This mental illness is probably one of the most misunderstood of all mental health illnesses. Hollywood has characterised this illness as someone with split or multiple personalities that are seriously homicidal. Sorry guys, but it isn’t. The person that suffers the most is the one that is affected by this illness. Second to that is the family.
Schizophrenia is a brain disorder that is characterised by hallucinations of all the senses. It is not just hearing voices. It includes hallucinations of touch, taste, vision and smell as well. The best Hollywood representation of this would be "Black Swan" even if it depicts a much more dramatised view of it. The experiences of the character are classic schizophrenia symptoms.
Why is this so important to me? Because my mother has schizophrenia. In these articles, I would like to shed some light on the illness itself as well as the effect it has on the people that are closest to the person that struggles with this illness.
I had my mother committed for involuntary evaluation at a state facility for 72 hours in 2009. I did this when I was 35 years old. By that time, both my siblings and I knew that our mother had schizophrenia for at least 14 years. So, why did I/we leave it for so long?
Mostly, because of the South African Health Law that states a person cannot be admitted for involuntary assessment unless they prove to be a danger to themselves or others. This can be done voluntary if the person is willing, but my mother never was.
While my mother’s hallucinations were “benign” or not dangerous to herself or others, we had no legal right to have her evaluated against her will. Her conviction that someone was shooting her with microwaves, or that there was a vast underground river running beneath her house and the white cars that followed her everywhere did not constitute a danger.
That is the unfortunate truth.
As I said, we had known that my mother had schizophrenia for at least fourteen years before I had her committed. But, it was only at that time that she had proven to be a danger to herself. She was never a danger to others, except for being truly argumentative. My mother is very small. At a full five feet, she learned very early on that words could do as much if not more than physical violence. This became her go-to defence if anyone threatened her, whether that threat was real or imagined.
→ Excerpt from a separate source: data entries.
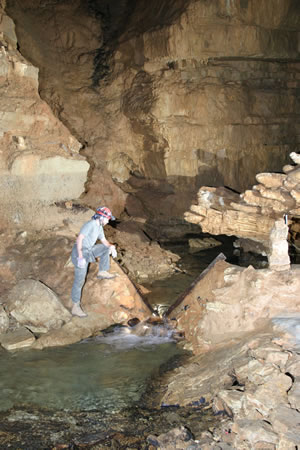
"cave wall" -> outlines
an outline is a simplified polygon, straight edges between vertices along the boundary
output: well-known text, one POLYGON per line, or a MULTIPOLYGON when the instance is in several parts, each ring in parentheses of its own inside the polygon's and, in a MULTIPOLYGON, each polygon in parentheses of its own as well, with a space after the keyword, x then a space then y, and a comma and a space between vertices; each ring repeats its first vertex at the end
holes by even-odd
POLYGON ((8 0, 39 91, 83 145, 90 206, 167 221, 299 143, 297 0, 8 0))
POLYGON ((38 94, 38 69, 17 50, 0 4, 0 229, 36 228, 49 206, 84 192, 89 164, 80 142, 38 94))

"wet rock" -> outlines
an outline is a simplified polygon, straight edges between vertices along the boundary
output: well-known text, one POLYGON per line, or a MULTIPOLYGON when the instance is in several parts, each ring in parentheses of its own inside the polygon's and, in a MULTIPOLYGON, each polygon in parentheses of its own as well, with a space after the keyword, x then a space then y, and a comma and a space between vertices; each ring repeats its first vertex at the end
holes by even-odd
POLYGON ((60 328, 71 319, 51 289, 35 280, 23 280, 9 292, 6 308, 20 324, 36 333, 60 328))
MULTIPOLYGON (((217 399, 221 401, 223 410, 232 416, 240 412, 243 404, 244 392, 238 390, 220 390, 217 399)), ((214 399, 214 404, 215 404, 214 399)))
MULTIPOLYGON (((218 261, 204 277, 199 281, 195 280, 191 288, 180 297, 178 304, 174 304, 167 311, 167 316, 176 321, 177 328, 184 331, 187 345, 194 353, 197 353, 201 340, 201 323, 205 315, 206 303, 212 298, 212 286, 223 286, 224 271, 229 267, 230 265, 226 262, 218 261)), ((201 352, 206 345, 207 342, 201 345, 201 352)))
POLYGON ((190 447, 193 444, 193 436, 185 427, 174 428, 158 437, 150 435, 147 437, 147 441, 155 448, 160 448, 161 450, 174 450, 175 448, 184 450, 187 448, 194 448, 190 447))
POLYGON ((34 341, 34 335, 25 327, 0 335, 0 344, 6 350, 31 347, 34 341))
POLYGON ((172 374, 162 402, 188 405, 203 398, 206 404, 211 404, 221 390, 232 387, 232 370, 235 363, 247 357, 247 350, 247 345, 239 343, 193 357, 172 374))

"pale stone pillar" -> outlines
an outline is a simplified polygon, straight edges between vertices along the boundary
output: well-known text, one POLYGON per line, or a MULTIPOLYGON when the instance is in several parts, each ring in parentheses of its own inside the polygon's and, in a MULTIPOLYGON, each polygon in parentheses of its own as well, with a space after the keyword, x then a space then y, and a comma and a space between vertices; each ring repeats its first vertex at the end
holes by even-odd
POLYGON ((270 233, 269 267, 272 270, 290 269, 288 225, 284 219, 278 219, 270 233))

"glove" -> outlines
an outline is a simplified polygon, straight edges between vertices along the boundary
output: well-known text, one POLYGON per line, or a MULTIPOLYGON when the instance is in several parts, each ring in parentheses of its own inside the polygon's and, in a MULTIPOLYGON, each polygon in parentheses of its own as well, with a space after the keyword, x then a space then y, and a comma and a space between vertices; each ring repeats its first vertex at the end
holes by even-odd
POLYGON ((79 269, 85 269, 86 260, 84 258, 77 258, 77 266, 79 269))
POLYGON ((116 258, 116 257, 117 257, 117 250, 116 250, 116 247, 115 247, 114 245, 112 245, 112 246, 109 248, 109 254, 110 254, 113 258, 116 258))

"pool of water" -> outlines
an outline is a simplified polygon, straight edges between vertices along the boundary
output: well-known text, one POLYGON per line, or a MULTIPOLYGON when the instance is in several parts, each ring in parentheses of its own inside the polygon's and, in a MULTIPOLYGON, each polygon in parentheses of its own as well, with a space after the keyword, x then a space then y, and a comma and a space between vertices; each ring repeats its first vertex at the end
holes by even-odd
POLYGON ((117 411, 137 402, 161 364, 179 354, 168 336, 107 337, 42 351, 0 352, 0 410, 30 405, 117 411))

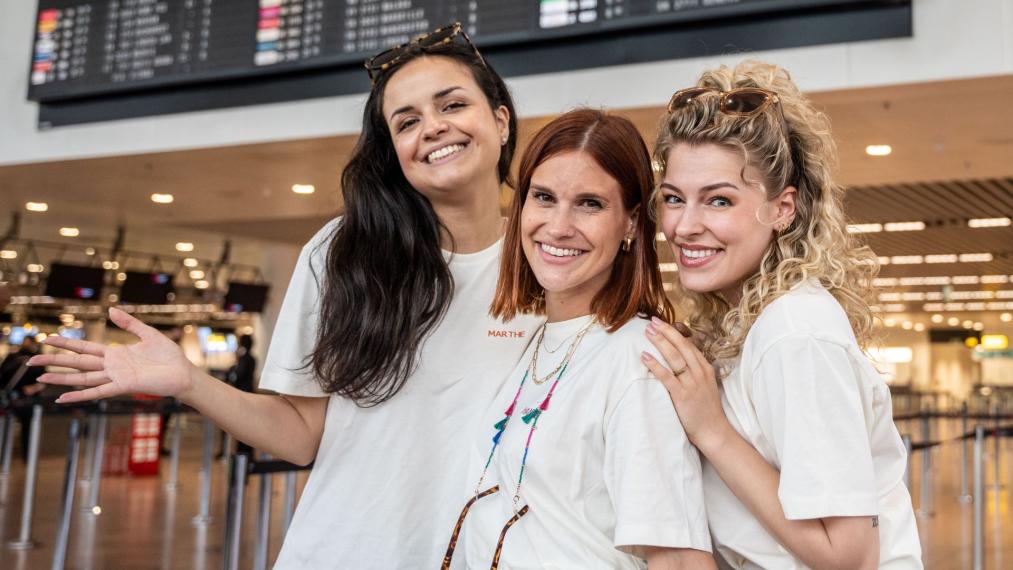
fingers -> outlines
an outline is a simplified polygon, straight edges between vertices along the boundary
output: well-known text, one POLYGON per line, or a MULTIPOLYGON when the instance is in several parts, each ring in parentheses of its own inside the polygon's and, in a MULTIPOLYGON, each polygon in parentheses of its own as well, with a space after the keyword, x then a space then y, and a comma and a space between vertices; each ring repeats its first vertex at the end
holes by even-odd
POLYGON ((665 359, 665 362, 668 363, 673 372, 686 370, 688 366, 686 358, 679 353, 679 349, 667 337, 661 334, 661 331, 654 325, 647 325, 647 340, 651 341, 651 344, 658 349, 658 352, 661 353, 662 358, 665 359))
MULTIPOLYGON (((682 333, 677 331, 674 327, 672 327, 672 325, 657 317, 653 317, 651 319, 651 325, 653 325, 653 329, 658 333, 655 336, 663 337, 675 349, 679 358, 684 363, 682 366, 687 367, 694 375, 703 375, 701 377, 706 377, 706 368, 701 365, 701 358, 697 358, 700 350, 691 340, 684 337, 682 333)), ((648 338, 651 339, 651 342, 655 342, 650 335, 648 338)), ((657 346, 657 344, 655 344, 655 346, 657 346)), ((665 357, 668 359, 667 355, 665 355, 665 357)), ((674 366, 674 363, 671 360, 669 360, 669 364, 674 366)), ((710 365, 708 364, 707 367, 709 366, 710 365)))
POLYGON ((154 328, 149 327, 140 320, 128 315, 126 312, 121 311, 116 307, 109 307, 109 319, 116 323, 116 326, 135 335, 141 340, 161 336, 161 333, 154 328))
POLYGON ((76 402, 87 402, 89 400, 101 400, 103 398, 112 398, 113 396, 119 396, 126 393, 125 390, 118 388, 115 384, 108 383, 96 386, 94 388, 88 388, 87 390, 77 390, 74 392, 66 392, 56 399, 57 404, 73 404, 76 402))
POLYGON ((654 377, 661 381, 661 384, 668 390, 673 400, 679 400, 682 395, 682 386, 679 378, 672 374, 664 364, 658 362, 649 352, 640 353, 640 359, 647 366, 647 369, 654 374, 654 377))
POLYGON ((70 372, 58 373, 48 372, 39 377, 43 384, 56 384, 59 386, 100 386, 109 382, 109 375, 105 371, 100 372, 70 372))
POLYGON ((686 326, 686 323, 675 323, 672 326, 675 327, 675 330, 679 331, 679 334, 681 334, 682 336, 686 338, 693 338, 693 332, 689 330, 689 327, 686 326))
POLYGON ((44 342, 49 346, 55 346, 56 348, 70 350, 78 354, 91 354, 93 356, 102 356, 105 354, 106 350, 104 345, 97 342, 74 340, 71 338, 63 338, 62 336, 49 336, 46 337, 44 342))
POLYGON ((102 370, 102 358, 90 354, 38 354, 28 361, 29 366, 62 366, 90 372, 102 370))

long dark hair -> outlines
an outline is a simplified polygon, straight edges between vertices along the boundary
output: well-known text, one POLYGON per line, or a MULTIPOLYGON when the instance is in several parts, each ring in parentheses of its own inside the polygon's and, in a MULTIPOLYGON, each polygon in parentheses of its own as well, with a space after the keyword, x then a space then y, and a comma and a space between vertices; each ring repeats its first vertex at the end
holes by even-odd
POLYGON ((366 101, 362 134, 341 174, 345 213, 329 238, 316 345, 308 360, 326 392, 362 407, 401 390, 454 293, 440 249, 445 228, 429 199, 405 178, 383 116, 390 77, 421 56, 465 65, 489 106, 509 111, 510 134, 497 166, 501 183, 508 179, 517 145, 516 113, 506 84, 470 47, 414 48, 377 79, 366 101))

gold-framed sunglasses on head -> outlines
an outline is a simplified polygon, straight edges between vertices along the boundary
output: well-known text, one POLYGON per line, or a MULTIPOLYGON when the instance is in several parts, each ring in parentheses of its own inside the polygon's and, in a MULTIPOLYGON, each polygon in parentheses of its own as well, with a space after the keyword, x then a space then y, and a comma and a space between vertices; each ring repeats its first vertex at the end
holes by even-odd
POLYGON ((447 45, 454 42, 457 38, 464 40, 465 44, 475 52, 475 57, 486 65, 485 58, 478 52, 478 48, 475 47, 475 43, 471 41, 471 37, 468 36, 468 32, 464 31, 461 26, 461 22, 454 22, 436 28, 435 30, 416 36, 410 41, 405 42, 401 45, 394 46, 388 50, 384 50, 373 57, 366 60, 366 72, 369 73, 369 83, 373 86, 376 85, 376 80, 380 74, 387 71, 388 69, 401 63, 405 54, 411 49, 419 49, 423 52, 433 49, 438 46, 447 45))
MULTIPOLYGON (((762 113, 767 107, 777 105, 781 99, 777 93, 759 87, 739 87, 722 91, 715 87, 688 87, 676 91, 668 102, 668 112, 672 113, 689 106, 694 99, 703 95, 716 93, 720 97, 718 109, 726 115, 751 117, 762 113)), ((778 106, 780 109, 780 106, 778 106)))

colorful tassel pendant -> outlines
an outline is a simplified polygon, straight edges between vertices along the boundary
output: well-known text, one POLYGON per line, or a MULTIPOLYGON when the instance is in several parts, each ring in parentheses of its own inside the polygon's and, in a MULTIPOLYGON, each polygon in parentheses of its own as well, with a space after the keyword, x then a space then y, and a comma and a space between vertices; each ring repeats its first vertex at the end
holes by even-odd
POLYGON ((535 408, 530 412, 524 414, 524 416, 521 419, 524 420, 524 423, 530 424, 535 418, 537 418, 540 415, 542 415, 542 410, 540 408, 535 408))
POLYGON ((496 435, 492 436, 492 444, 493 445, 499 444, 499 438, 502 435, 503 435, 503 430, 499 430, 498 432, 496 432, 496 435))
POLYGON ((496 425, 492 426, 492 429, 503 431, 504 429, 506 429, 507 421, 509 419, 510 419, 509 417, 501 419, 500 421, 496 422, 496 425))

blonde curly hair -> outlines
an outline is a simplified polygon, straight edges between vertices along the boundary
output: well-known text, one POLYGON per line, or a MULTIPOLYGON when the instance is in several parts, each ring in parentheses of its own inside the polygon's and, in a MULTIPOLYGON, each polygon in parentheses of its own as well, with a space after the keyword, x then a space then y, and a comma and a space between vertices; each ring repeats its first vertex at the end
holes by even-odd
MULTIPOLYGON (((837 299, 865 348, 872 342, 869 303, 879 264, 872 251, 848 233, 844 188, 831 176, 837 148, 826 115, 776 65, 744 61, 734 68, 721 66, 705 71, 697 86, 720 91, 758 87, 776 93, 779 103, 744 117, 720 112, 716 96, 693 99, 664 117, 655 145, 656 165, 663 171, 679 143, 714 144, 743 154, 746 165, 762 176, 749 182, 755 182, 767 200, 777 198, 786 187, 797 190, 794 218, 783 231, 772 232, 759 270, 742 283, 737 306, 716 292, 695 293, 677 285, 678 293, 690 302, 688 324, 703 338, 704 354, 712 361, 738 356, 763 309, 809 279, 819 280, 837 299)), ((660 204, 660 193, 655 204, 660 204)))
Another aspect that kept us from having her committed earlier is the fact that my mother is highly intelligent. Her aunt also had schizophrenia and because of her knowledge about the illness, she managed to “hide” the symptoms with rationalisations that sounded plausible for many years. It was only when her control started to slip and she began to tell us about the spider that talked to her, that we could no longer doubt her condition.
After her evaluation in a state hospital, she was transferred to a state mental health facility. She stayed there for six months before coming out. She would have been released earlier if we were able to provide a home for her where she could be monitored. Unfortunately, this took some doing. When she was admitted, my mother was living on her own, in her own home. Due to her paranoia, we couldn’t sell her home and place her in a facility. Our only option was for one of us to take her into our home. At that time I was emotionally unable to do so. For that matter, I’m still unable to do this.
The solution was for my brother and sister-in-law to move into my mother’s house and complete the separate garden flat that I had started several years before. This solution was the only way we could ensure that she wasn’t alone, but still had some autonomy of her life. The biggest reason for this was the doctor’s advice that she would never be able to accept the fact of her illness and would have to be watched and monitored to ensure that she took her medication as prescribed.
My brother and mostly my sister-in-law have been doing this since she was released from the mental health facility. And my mother is doing fine. That doesn’t mean that they never had setbacks. However, they dealt with this and managed to ensure a safe environment for my mother.
Next up… how you question your personal experiences when your primary caregiver happens to have schizophrenia.
Comments
This is very moving Sumanda and sad. I often wonder about mothers of your Mum's generation. They were told their role was to stay at home and look after the children and this was meant ot be a fulfilling role. Intelligent Mum's struggled with this I believe as there was a lot of mental health issues in that generation - my mother was one and I know of several others.
That completely makes sense to me. My older brother, who lives up the road, is paranoid schizophenic. This is a highly medicated life in a grossly under resourced area. I act as an advocate in his meetings with case workers which has improved his support network. This is where family is always there for support and emdia only gives one distorted, dramatic view of how people live.
Thanks Sumanda. It is long overdue that mental illness is accepted as much as a broken arm or leg. We need to break down the stigmatism, while breaking down the political barriers that are abusive on the family. No family should have to suffer as much as yours through this, we aas a community should be embracing you, giving you the support you need (and deserve) through these difficult times.